All fair points except for the last one, which is a logical fallacy. You could apply that logic to the first implementation of auto focus, IS, etc:

"If we can't hold the lens still, shouldn't we find a new hobby/gig"?

"I we can't use manual focus quick enough, shouldn't we find a new hobby/gig?"


----------



## 9VIII (Jan 7, 2014)

Hmm. I was going to say that the buffer depth on the 1Dx is better, but I just looked at some test videos and they look pretty much the same, the memory card seems to be the real bottleneck.
At this point I don't think there's any reason to take one over the other.


----------



## neuroanatomist (Jan 7, 2014)

MichaelHodges said:


> neuroanatomist said:
> 
> 
> > MikaelHodges said:
> ...



Logical fallacy or not, I have a strong suspicion that that exact issue is the reason the 1DX seems to routinely underexposed by about half a stop when using evaluative metering, compared to many other cameras. Kevin wants to save us from ourselves, or something like that.


----------



## KyleSTL (Jan 7, 2014)

neuroanatomist said:


> sagittariansrock said:
> 
> 
> > That's what I was thinking too. "Don't go guys... we have something GREAT in store for you. Have faith!"
> ...


 
The same happened with the D70s. 'Modest' would be a stretch to describe the difference between the two. Granted that camera was nearly 9 years ago and is at least 3 rungs below the D4 in the hierarchical ladder, but it does show a history of claims and results.


----------



## Quasimodo (Jan 7, 2014)

Eldar said:


> Quasimodo said:
> 
> 
> > Eldar said:
> ...


----------



## LetTheRightLensIn (Jan 7, 2014)

neuroanatomist said:


> MikaelHodges said:
> 
> 
> > If you can't recover highlights, who cares if you have two extra FPS and built in GPS with Insta-Facebook upload?
> ...



Actually probably yes. Unless you have a 1DX or 6D then yeah as it has better DR than other Canon bodies at ISO3200 (and about the same as the 1DX/6D, maybe a trace more but it doesn't really matter).



> If your autofocus gives you a blurry image, who cares if you have an extra stop or two of dynamic range?



I don't know that the Nikon AF is so bad as Canon users think though (during the Beijing Olympics era, a number of pros were slamming Canon and saying they were forced to go to Nikon since they simple were sick of missing too many shots from Canon AF, and we are talking really big time shooters, ones with high level press passes for the Beijing games and all). And for lots of landscape stuff I doubt there is a problem using it compared to Canon. And BTW at ISO100 the Exmor stuff is not an extra 1 or 2 stops but closer to 3 in reality.

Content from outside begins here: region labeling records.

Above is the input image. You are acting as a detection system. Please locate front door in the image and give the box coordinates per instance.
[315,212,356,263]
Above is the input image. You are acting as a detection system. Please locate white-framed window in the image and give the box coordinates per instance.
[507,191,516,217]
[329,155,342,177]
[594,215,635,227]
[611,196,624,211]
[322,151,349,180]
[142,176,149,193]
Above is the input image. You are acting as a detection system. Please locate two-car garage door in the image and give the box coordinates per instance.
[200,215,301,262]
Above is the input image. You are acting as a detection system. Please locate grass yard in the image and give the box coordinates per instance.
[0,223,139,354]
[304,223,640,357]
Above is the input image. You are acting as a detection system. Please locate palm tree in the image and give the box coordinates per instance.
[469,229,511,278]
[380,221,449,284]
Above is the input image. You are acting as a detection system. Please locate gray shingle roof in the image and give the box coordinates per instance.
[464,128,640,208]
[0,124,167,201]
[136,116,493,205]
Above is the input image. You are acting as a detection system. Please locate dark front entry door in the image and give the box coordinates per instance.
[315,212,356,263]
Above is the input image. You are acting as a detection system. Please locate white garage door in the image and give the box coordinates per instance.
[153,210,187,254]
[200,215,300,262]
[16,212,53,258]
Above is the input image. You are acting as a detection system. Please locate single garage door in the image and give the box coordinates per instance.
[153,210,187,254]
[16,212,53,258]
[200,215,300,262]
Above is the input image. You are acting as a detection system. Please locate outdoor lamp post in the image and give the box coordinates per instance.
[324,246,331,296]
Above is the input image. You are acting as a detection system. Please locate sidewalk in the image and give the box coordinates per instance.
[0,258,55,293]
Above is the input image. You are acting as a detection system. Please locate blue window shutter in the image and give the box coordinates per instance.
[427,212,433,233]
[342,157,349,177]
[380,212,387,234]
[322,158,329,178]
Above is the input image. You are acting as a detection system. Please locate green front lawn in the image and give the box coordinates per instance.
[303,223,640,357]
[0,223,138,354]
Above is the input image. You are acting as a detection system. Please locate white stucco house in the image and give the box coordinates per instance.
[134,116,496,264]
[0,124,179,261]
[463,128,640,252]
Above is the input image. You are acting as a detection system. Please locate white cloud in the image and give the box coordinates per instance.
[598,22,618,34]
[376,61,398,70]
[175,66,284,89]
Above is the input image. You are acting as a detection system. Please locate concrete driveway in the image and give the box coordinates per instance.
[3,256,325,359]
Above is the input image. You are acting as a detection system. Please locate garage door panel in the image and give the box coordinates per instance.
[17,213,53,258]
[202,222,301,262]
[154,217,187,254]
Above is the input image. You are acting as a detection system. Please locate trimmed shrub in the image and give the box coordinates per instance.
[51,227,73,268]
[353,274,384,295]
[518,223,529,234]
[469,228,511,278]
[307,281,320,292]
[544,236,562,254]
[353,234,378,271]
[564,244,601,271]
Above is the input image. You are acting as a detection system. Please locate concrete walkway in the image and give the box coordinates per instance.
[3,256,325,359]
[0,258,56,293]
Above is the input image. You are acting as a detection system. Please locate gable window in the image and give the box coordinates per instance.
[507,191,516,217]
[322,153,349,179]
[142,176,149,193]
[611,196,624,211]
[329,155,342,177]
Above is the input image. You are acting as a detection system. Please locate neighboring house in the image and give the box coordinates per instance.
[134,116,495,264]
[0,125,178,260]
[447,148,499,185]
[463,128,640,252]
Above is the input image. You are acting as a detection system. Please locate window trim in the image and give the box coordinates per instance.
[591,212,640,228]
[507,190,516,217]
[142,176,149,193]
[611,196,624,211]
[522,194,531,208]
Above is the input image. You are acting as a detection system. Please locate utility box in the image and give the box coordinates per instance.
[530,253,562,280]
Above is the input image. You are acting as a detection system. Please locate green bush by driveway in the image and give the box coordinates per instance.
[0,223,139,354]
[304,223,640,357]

As a whole, has the Canon lineup really had better AF overall than the Nikon to where you can toss off a statement like that? The 1DX,5D3,1D2,1D4 were pretty solid, most of the rest weren't anything even close to special when it came to AF and many were downright pretty bad, even the 7D tended to struggle for soccer/football.



> If you miss a key moment because your frame rate was too slow, who cares if you can't recover a blown highlight?



Nikon has cameras with fast fps and in fact they had a FF camera with fast fps before Canon ever got around to it.



> If you need a 17mm TS/PC lens, or a hand-holdable 600mm f/4 lens, how useful is a sensor with better low ISO DR?



It depends, if the shot taken with 17mm would be a super high DR scene where you couldn't combine shots, then it's a judgement call as to whether the DR or T&S are more important. Anyway I do like the Canon lens line-up better. And their video (although it's really Magic Lantern that saved them in this regard, because marketing radically crippled the 5D3's actual hardware capabilities when it came to video quality and usability) and UI better.



> If you can't expose to preserve highlights when you need to, should you find a new hobby/job?



Who said they couldn't expose to preserve highlights? It's laughable how you keep going to the old sneaky insults about the DR crowd, in the end, simply not knowing how to take a shot, despite the fact that you DO know better, but you still pull out this cheap trick every time in one way or another.


----------



## ishdakuteb (Jan 7, 2014)

MichaelHodges said:


> All fair points except for the last one, which is a logical fallacy. You could apply that logic to the first implementation of auto focus, IS, etc:
> 
> "If we can't hold the lens still, shouldn't we find a new hobby/gig"?
> 
> "I we can't use manual focus quick enough, shouldn't we find a new hobby/gig?"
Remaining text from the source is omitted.